As a Manly Man, which of course implies in my usage that we want to be a better, righteous, Priesthood Man, we need to be able to look at ourselves honestly and see what is truly good, and then to be willing to look at what is lacking or weak.  I think it is important to see both.  Of course an assessment to have a starting point to become better tends to look for what needs work and what we are doing poorly in, but we also need to give ourselves credit for the good that we are doing.  In my mind the Lord has given us weaknesses so that we can make them strengths.  But we derive confidence and strength to make our weaknesses strong from those things we are already strong in and have developed well.

So when you ask yourself what kind of man am I, you must not have a critical eye but rather a faithful, honest and true eye.  An eye that sees correctly and reports honestly.  This is not a time to be concerned with ego or humility but to be 'spot on'.

2)  What kind of man do I  want to be?

The questions don't get any easier do they?  What kind of man do you really want to be?  Are you willing to take what you got and call it quits?  "I'm good enough--no changes needed here!"  (Which of course brings up the question of what is enough--for another time.)  What do you want from yourself, what do you expect of yourself and then of course how does this differ from where you are currently.

Sometimes it does us good when we ask this question to remember a time when we had great hopes and dreams and wanted to be a great man who impacted family and others for good.  When was that time for you?  Maybe when you were just receiving the Aaronic Priesthood as a young man?  Maybe when you put in your papers to go on a mission or possibly the week before you left or just after you returned home from your mission?  Possibly as you humbled yourself and asked a young woman to marry you and you wanted to be the man that she deserves?  Remember those times and regardless of where you are at now, you can recapture those dreams and let them energize you toward being the kind of man you want to be.
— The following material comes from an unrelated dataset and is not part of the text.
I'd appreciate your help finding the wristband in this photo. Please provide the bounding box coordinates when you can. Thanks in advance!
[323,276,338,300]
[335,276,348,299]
The final question is harder still, because it requires letting go of a portion of yourself -- the selfish portion perhaps-- and seeing yourself from another point of view.

3)  What kind of a man does my Heavenly Father and my Savior need me to be? 

Ahh, now we have reached the crux of the matter.  What is the will of our Savior for me.  Not only what kind of man do they want me to be, but what kind of man do they need me to be?  So our efforts are not small in scope here because what They want will undoubtedly be connected to what my potential is.  Not just our ultimate eternal potential but right now they need me to do and to be something which suggests this just isn't for myself and likely not just for my family (although that impact from us is huge and will effect hundreds for centuries).  God needs us to be and do things right now for a variety of reasons and in His economy many will be influenced for good if and when we make the effort to improve ourselves.

So, now my question to you is are you Man enough or "Manly" enough to really ask yourselves the questions.  Not just read them and think they are nice but to really ask and then answer the questions.  Maybe you will want to write down your answers.  And if you are really ready to grow you will ask them of your wife and hear, without defense, her answers and consider them honestly in combination with your own evaluation.  I know it is scary, but hey, we are not trying to build "wimpy men" here (I have a separate training for that--Ha!).  We are building a "Manly Man".  As President Hinckley said "This, my beloved friends, is what the gospel is all about—to make bad men good and good men better..." (October 1976)

Start now by asking yourself these three questions: What kind of a man am I? What kind of man do I  want to be? What kind of a man does my Heavenly Father and my Savior need me to be? Those three questions will undoubtedly open your mind to this question:  What kind of man does my family--including yourself--need me to be?  You can do it, but start now.